NZ Super no deal breaker, say experts
The chasm between the superannuation policies of National and NZ First is wide, but pensions experts believe it can be bridged.
National leader Bill English pledged in March that, should he retain the position of prime minister, he would lift the age at which people become eligible for NZ Super to 67.
NZ First is the self-styled defender of the government pension, and its leader, Winston Peters, is committed to universal superannuation at age 65.
But one superannuation commentator believed National would be willing to put the rise to age 67 on hold in return for being able to retain power.
Michael Littlewood could also see the two parties doing a deal to make it harder for immigrants to qualify for NZ Super.
‘‘It is significant that the changes that National announced [in March] were not legislated. I have had the distinct impression that there was one eye on the election, and that National would be dealing with NZ First,’’ said Littlewood, who recently retired from the University of Auckland’s Retirement Policy and Research Centre.
Rather than die in a ditch over the policy of raising the age of eligibility of NZ Super gradually to 67 by 2040, which would effect nobody born before 1974, there may have been a tactical element to announcing the policy well before the general election.

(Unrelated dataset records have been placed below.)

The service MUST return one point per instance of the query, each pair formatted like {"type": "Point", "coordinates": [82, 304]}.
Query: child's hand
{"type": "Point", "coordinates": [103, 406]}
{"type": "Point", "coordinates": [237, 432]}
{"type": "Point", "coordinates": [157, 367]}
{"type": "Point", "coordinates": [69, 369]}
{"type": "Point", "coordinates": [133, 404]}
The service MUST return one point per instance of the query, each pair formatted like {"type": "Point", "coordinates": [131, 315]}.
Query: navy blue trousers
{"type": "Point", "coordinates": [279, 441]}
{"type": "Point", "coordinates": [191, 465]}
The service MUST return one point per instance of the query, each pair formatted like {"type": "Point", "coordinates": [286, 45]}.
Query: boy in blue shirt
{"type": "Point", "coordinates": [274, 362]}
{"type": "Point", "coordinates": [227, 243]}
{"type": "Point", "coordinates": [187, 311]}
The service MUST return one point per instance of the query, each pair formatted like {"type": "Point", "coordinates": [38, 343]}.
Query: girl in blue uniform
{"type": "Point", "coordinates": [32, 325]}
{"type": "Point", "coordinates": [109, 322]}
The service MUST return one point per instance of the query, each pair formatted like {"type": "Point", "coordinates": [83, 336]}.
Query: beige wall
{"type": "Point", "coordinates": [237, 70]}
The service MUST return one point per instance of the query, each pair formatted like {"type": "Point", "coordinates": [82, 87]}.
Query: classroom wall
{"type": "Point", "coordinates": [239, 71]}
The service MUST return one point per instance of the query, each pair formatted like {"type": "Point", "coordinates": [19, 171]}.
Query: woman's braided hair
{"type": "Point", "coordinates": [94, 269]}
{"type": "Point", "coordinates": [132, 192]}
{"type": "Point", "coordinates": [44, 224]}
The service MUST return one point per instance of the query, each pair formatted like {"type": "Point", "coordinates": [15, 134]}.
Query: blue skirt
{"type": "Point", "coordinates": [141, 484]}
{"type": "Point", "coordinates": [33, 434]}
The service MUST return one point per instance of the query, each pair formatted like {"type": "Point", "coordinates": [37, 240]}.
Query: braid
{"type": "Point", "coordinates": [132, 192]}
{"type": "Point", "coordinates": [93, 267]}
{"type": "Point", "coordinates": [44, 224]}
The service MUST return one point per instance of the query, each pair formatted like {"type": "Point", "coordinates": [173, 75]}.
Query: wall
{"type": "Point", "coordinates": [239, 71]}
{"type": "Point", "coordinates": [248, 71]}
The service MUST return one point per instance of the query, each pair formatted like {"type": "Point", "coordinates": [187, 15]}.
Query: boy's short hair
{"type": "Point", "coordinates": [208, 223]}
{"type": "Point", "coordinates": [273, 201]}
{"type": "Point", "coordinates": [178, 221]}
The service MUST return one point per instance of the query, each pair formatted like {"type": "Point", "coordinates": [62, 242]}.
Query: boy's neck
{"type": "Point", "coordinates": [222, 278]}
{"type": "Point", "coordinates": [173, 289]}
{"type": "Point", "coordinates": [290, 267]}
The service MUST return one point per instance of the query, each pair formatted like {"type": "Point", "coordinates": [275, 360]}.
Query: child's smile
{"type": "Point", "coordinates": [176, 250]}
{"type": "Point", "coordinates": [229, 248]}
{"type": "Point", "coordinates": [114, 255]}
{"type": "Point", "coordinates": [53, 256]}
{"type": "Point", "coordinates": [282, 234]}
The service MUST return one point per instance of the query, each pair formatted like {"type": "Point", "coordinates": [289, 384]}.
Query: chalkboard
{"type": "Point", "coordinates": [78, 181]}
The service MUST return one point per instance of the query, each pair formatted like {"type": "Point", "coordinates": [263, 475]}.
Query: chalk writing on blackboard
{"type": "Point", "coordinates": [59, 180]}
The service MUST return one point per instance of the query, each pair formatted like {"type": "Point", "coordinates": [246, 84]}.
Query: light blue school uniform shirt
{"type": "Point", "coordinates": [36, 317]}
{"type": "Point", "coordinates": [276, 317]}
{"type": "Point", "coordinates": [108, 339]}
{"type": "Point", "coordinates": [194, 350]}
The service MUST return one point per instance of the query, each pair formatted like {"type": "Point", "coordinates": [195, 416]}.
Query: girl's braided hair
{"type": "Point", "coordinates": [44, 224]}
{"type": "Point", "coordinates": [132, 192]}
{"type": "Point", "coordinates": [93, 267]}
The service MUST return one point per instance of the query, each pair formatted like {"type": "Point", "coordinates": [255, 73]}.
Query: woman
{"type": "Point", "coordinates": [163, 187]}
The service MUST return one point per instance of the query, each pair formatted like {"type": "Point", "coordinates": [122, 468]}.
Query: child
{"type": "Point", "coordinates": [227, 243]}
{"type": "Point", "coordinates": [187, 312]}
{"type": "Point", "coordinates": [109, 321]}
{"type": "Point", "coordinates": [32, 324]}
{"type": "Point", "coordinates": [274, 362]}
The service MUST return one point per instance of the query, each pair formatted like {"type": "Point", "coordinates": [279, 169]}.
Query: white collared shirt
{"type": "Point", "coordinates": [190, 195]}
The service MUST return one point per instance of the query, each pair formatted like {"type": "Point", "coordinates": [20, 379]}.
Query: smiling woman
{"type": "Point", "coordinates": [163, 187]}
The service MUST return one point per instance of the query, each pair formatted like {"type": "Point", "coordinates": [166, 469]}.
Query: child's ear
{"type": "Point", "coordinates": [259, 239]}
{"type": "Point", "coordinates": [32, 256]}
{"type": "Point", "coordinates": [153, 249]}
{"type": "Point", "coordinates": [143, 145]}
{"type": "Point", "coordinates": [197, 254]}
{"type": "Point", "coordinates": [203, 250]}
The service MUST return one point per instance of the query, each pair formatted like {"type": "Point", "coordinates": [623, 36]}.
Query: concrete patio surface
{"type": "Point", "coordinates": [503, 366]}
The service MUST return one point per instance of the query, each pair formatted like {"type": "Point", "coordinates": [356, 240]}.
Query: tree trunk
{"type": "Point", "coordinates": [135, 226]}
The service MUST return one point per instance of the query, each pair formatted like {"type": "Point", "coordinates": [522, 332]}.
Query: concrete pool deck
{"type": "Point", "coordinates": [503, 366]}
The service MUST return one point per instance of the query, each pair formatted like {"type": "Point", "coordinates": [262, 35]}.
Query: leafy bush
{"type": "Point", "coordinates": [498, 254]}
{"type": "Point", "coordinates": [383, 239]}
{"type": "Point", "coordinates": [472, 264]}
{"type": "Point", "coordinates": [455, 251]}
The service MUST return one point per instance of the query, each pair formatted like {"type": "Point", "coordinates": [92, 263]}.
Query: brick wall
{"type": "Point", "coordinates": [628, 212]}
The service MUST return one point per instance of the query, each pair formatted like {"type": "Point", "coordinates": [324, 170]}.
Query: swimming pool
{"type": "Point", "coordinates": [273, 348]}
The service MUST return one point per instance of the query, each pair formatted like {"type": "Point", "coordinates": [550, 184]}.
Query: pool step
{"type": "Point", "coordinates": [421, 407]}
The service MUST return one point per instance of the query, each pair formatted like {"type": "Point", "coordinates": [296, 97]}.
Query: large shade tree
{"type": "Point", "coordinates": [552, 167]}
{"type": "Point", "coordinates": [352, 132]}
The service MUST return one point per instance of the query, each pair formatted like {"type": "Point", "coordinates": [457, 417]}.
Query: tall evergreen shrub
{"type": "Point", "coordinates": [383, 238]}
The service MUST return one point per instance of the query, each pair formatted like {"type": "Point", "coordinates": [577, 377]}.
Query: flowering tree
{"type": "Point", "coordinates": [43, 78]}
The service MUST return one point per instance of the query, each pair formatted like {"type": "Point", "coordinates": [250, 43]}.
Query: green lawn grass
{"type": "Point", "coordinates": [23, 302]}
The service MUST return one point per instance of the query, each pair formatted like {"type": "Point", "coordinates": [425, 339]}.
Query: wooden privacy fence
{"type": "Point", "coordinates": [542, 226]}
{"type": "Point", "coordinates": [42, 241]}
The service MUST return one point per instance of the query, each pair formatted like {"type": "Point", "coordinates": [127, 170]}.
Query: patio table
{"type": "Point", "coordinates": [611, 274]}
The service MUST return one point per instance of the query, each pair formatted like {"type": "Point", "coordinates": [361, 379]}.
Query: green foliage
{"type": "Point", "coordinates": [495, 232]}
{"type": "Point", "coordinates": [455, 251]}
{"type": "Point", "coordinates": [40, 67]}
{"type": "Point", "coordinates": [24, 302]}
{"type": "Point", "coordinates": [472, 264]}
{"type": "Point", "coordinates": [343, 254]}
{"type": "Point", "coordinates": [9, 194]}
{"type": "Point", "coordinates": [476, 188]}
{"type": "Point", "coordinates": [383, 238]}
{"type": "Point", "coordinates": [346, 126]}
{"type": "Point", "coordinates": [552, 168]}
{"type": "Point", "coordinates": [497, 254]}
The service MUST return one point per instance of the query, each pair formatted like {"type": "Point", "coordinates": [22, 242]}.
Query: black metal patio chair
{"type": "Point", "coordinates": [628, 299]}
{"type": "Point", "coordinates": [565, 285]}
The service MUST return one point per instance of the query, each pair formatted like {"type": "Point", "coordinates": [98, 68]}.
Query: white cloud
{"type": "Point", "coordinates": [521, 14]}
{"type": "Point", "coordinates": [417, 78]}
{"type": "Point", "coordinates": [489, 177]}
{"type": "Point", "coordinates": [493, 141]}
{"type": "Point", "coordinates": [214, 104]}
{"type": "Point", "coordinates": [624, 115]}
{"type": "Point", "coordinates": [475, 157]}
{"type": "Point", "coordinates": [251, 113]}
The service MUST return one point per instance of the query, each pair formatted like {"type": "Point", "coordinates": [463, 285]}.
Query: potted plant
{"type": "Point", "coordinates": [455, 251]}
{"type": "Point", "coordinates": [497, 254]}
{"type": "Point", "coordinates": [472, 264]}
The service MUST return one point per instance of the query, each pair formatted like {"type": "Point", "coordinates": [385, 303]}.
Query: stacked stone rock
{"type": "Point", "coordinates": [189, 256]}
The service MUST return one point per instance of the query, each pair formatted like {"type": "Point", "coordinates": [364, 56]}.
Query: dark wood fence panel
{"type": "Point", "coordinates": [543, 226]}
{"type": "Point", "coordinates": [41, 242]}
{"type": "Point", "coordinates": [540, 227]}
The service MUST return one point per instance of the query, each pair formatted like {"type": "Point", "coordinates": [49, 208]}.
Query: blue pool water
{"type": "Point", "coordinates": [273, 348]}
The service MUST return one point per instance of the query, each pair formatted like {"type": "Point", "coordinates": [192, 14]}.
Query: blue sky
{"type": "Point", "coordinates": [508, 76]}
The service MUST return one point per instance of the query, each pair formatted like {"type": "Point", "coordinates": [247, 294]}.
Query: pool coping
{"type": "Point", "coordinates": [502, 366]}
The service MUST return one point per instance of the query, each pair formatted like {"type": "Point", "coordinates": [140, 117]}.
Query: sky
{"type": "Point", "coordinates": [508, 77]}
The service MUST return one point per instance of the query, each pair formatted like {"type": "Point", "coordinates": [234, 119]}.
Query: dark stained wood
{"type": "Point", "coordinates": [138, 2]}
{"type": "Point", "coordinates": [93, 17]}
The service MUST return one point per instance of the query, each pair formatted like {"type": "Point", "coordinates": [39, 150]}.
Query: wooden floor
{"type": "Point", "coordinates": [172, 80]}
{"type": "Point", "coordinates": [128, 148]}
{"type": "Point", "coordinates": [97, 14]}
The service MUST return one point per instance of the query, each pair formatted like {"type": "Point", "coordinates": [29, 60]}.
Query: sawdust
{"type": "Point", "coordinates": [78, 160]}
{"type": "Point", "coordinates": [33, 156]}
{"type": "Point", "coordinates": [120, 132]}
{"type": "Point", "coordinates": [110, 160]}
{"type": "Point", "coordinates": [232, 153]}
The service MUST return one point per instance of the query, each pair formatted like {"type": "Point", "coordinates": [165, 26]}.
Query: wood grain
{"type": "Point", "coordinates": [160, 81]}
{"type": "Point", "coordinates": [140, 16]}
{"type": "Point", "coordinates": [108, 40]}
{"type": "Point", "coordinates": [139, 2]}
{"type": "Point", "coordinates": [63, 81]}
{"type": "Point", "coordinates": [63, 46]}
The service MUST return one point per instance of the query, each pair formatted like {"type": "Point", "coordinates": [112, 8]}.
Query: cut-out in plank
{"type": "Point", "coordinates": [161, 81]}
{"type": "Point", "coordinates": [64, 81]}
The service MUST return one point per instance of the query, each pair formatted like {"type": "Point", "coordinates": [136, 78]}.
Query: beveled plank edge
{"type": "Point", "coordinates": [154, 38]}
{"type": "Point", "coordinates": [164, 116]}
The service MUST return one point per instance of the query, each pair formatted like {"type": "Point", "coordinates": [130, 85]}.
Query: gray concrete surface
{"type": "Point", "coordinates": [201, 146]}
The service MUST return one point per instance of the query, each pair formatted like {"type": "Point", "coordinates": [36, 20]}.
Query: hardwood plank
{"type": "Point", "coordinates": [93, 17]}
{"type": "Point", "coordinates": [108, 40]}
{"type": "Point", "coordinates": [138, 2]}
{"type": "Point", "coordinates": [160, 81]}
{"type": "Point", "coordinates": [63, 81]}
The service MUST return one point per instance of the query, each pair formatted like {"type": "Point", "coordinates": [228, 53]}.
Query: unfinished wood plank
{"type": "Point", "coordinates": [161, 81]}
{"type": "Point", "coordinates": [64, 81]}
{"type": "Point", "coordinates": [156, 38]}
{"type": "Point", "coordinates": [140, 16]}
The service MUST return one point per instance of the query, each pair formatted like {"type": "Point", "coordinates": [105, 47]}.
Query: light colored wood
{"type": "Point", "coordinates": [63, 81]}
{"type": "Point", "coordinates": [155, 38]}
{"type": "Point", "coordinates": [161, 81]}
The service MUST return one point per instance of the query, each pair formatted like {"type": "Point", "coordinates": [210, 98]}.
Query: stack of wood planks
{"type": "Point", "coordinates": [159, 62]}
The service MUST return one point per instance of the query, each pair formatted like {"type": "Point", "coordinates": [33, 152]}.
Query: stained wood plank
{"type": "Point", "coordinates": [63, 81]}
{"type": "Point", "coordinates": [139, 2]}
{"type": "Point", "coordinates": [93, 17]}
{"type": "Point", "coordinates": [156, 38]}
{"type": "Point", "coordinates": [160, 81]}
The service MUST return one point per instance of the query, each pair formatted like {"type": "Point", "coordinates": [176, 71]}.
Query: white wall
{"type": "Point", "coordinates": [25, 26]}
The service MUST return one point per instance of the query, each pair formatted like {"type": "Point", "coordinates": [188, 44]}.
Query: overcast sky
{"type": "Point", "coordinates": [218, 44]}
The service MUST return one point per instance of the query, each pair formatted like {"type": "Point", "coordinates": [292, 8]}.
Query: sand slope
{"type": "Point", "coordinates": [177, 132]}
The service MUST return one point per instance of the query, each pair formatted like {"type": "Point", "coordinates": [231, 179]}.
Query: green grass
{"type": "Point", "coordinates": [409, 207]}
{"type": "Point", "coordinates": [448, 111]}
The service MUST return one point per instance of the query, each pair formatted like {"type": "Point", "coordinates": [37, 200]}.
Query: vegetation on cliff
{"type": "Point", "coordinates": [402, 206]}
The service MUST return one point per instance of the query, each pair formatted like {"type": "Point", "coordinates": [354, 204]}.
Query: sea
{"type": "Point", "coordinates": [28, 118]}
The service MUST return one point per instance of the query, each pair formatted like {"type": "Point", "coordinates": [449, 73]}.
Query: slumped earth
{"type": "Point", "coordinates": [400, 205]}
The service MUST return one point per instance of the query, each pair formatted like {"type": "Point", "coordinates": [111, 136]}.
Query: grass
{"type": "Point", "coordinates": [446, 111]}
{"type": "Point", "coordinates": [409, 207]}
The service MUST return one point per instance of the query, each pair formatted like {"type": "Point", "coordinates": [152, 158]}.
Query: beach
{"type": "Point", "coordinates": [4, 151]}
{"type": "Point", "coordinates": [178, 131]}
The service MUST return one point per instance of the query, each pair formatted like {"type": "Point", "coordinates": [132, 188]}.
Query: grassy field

‘‘It was something they could concede,’’ Littlewood said.
He saw common ground between the two parties on making immigrants wait longer to qualify for full NZ Super. National proposed to double the residency requirements so that applicants must have lived in New Zealand for 20 years, with five of those after the age of 50, to get it.
NZ First had already proposed to raise the minimum residency requirement for full NZ Super from 10 to 25 years after age 20.
There was a key difference, however. National’s plan excluded current residents or citizens, many of whom live in Australia, while NZ First believes the entitlement should be earned through residency in New Zealand.
‘‘NZ Super will not be affordable if mass immigration continues and present migrant access to Super does not change,’’ Peters told Grey Power members in Dargaville in July.
Another pensions campaigner, Susan St John, believed the parties could strike a deal, and hoped it would end some deep unfairnesses in the system.
She said lengthening the residency requirements could pave the way to the repeal of section 70 of the Social Security Act, under which people with overseas pensions have their NZ Super payments reduced.
With an ageing population and more than half a million Kiwis in Australia, some like St John believed it was time for a 25-year residency rule to manage the scheme’s future cost.
‘‘It would be really positive to push up the residency [requirement] to 25 years, and to get rid of section 70,’’ St John said.
Peters would not disclose what he was taking to the negotiating table with National. ‘‘If I’m going to the negotiating table to talk about things why would I tell you?’’ he told reporters yesterday.